"This is a very good book ... with many well-chosen examples and illustrations." — American Mathematical Monthly
This highly regarded text presents a self-contained introduction to some important aspects of modern qualitative theory for ordinary differential equations. It is accessible to any student of physical sciences, mathematics or engineering who has a good knowledge of calculus and of the elements of linear algebra. In addition, algebraic results are stated as needed; the less familiar ones are proved either in the text or in appendixes.
The topics covered in the first three chapters are the standard theorems concerning linear systems, existence and uniqueness of solutions, and dependence on parameters. The next three chapters, the heart of the book, deal with stability theory and some applications, such as oscillation phenomena, self-excited oscillations and the regulator problem of Lurie.

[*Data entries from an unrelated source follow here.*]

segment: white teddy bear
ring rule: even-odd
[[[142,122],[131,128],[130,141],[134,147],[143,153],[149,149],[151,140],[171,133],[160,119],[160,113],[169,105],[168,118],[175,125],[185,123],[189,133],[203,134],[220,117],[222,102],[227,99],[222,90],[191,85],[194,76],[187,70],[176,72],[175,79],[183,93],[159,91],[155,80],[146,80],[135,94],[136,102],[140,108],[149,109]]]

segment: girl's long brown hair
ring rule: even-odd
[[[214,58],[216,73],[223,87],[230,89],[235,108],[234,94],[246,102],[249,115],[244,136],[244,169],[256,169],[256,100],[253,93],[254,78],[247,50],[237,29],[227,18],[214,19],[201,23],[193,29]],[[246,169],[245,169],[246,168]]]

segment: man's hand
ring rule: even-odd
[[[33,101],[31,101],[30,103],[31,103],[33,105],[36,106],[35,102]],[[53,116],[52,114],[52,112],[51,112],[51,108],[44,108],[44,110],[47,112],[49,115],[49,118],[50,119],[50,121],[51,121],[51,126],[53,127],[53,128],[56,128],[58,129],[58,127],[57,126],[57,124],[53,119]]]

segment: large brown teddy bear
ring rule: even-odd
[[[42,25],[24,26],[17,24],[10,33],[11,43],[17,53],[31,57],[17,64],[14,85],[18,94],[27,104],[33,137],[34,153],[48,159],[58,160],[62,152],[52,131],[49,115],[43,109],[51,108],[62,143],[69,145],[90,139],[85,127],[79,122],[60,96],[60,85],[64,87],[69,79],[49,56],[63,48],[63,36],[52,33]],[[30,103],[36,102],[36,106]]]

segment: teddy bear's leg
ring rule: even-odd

One of the special features of this work is its abundance of exercises-routine computations, completions of mathematical arguments, extensions of theorems and applications to physical problems. Moreover, they are found in the body of the text where they naturally occur, offering students substantial aid in understanding the ideas and concepts discussed. The level is intended for students ranging from juniors to first-year graduate students in mathematics, physics or engineering; however, the book is also ideal for a one-semester undergraduate course in ordinary differential equations, or for engineers in need of a course in state space methods.
Reprint of the W. A. Benjamin, New York, 1969 edition.